We are enhancing our approach to risk based supervision so that we allocate our resources to areas or firms which are higher risk.
We do not seek to eliminate risk completely, but to make the best use of our limited resources to proactively reduce risk to an acceptable level.
We also take an explicitly non-zero failure approach to regulation, meaning we do not seek to prevent every harm from occurring, choosing instead to allow greater flexibility for firms to operate freely, and in the best economic of Jersey as long as risks remain within tolerable levels.
In the course of letting firms operate freely, risks will crystalise that fall both within and outside our tolerance. When they occur our focus will be recovery, prevention of repetition, and action in respect of any regulatory breach.
Risks to what?
Any risk we identify in the financial services sector, or in the way we carry out our business, must be something that has the potential to impact on the Guiding Principles set out in the Financial Services (Jersey) Law 1998.
The risks we identify will be embedded at the heart of our risk-based methodology for supervision, and all our activities and reporting will be aligned to those risks.
To provide a common language for our dialogue with regulated businesses, and ensure a consistent and transparent view of the risks that both we and Industry have to manage, we have published our Risk Overview.
These are risks caused by the strategy, business model and structure of a regulated business, and are an inherent factor in the overall level of risk a firm may pose and are usually a result of the firm’s legitimate choices rather than a regulatory breach.
Example: A regulated business with a business model focused on higher risk jurisdiction will have a higher inherent risk than one that doesn't.
These are the risks that relate to a firms’ operations and arise from its people, policies, processes and systems. Although they can be a regulatory breach, are not always associated with any harm that can impact on the JFSC’s Guiding Principles.
Example: a firm may be in financial distress for some time, without any direct harm to its customers, and can eventually trade its way out of difficulty.

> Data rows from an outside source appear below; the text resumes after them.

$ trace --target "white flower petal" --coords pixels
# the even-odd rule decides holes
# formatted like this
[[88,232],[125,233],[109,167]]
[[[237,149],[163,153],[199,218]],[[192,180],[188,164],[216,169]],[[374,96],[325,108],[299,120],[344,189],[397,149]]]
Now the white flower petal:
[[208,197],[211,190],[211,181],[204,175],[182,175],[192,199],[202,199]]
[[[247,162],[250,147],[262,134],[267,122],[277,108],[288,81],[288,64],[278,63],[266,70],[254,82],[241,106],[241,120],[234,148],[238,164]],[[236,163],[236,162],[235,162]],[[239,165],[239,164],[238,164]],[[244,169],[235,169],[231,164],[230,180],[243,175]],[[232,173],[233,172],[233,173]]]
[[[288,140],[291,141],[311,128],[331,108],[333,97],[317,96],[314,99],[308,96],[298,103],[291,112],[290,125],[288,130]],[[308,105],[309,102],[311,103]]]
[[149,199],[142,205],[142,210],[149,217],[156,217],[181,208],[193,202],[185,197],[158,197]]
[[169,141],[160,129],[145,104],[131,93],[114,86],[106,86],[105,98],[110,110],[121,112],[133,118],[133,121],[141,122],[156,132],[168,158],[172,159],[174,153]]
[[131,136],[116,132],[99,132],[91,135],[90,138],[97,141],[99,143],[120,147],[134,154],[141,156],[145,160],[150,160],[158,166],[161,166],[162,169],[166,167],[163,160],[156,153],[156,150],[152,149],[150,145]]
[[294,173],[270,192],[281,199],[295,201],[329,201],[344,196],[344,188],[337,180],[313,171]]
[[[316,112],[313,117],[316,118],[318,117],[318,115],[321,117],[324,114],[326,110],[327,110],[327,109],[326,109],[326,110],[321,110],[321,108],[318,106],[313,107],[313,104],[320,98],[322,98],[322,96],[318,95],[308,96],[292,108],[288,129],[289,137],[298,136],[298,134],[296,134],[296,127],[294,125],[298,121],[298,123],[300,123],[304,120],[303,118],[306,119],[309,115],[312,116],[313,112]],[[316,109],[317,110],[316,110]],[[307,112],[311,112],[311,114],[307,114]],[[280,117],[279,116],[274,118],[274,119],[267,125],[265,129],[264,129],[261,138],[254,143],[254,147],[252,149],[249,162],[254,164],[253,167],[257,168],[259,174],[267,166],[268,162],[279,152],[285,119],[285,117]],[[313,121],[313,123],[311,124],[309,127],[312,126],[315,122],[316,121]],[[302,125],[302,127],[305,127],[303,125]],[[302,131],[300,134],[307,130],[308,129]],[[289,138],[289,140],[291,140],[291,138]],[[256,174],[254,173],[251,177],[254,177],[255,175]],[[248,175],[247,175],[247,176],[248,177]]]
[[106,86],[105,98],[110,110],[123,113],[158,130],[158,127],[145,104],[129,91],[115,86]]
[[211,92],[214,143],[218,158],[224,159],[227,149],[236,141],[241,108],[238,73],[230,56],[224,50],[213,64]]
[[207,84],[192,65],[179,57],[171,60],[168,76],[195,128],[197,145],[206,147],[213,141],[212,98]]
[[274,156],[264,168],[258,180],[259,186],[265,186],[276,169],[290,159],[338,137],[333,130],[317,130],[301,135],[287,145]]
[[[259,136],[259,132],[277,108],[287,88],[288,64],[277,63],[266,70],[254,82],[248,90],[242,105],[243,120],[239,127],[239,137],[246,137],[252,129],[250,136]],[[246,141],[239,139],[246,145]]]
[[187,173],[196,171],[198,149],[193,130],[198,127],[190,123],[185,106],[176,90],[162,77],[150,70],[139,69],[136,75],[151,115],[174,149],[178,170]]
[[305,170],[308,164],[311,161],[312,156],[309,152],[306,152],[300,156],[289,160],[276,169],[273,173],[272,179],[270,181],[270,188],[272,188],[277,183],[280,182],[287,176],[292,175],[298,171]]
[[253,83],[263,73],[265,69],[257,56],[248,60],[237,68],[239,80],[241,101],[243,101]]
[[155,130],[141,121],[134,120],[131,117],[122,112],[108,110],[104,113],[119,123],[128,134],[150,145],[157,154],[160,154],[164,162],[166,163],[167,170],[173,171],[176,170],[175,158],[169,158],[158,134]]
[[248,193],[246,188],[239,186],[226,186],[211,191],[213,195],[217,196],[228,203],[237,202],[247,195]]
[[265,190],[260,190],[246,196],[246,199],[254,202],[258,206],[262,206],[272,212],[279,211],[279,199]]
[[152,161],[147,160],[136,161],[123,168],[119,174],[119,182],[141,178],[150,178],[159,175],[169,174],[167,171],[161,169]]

These are the risks that have a direct and negative impact, causing harm. They are the result of an individual or set of action(s) or omission(s) on the part of a firm, and will always impact on the guiding Principles.
Example: a firm loses or inadvertently discloses client data, which could cause financial loss or reputational damage to the customer or firm, and also damage the reputation of Jersey.
How we will assess these risks
We assess risk by the combination of impact (the potential harm that could be caused) and probability (the likelihood of a particular risk occurring).
In our risk-based approach, impact and probability are combined to give a measure of the overall risk posed to our guiding principles. We then compare this assessment to our appetite for risk and to prioritise and select the appropriate response.
We typically consider risk at an individual, entity and thematic level. In some cases, risks may already have occurred, meaning that we actually assess and respond to the consequences rather than the potential harm posed by a risk.
A key advantage to taking a risk-based approach is that it enables us to become much more proactive, identifying and tackling risks before they occur, rather than acting retrospectively once harm has arisen.
Consistent assessment, across the broad spectrum of risks that we monitor, is essential to ensure that our action is targeted proportionately at controlling the risks that we will not tolerate.
Our assessment takes into account both risks that have occurred and those that could potentially occur.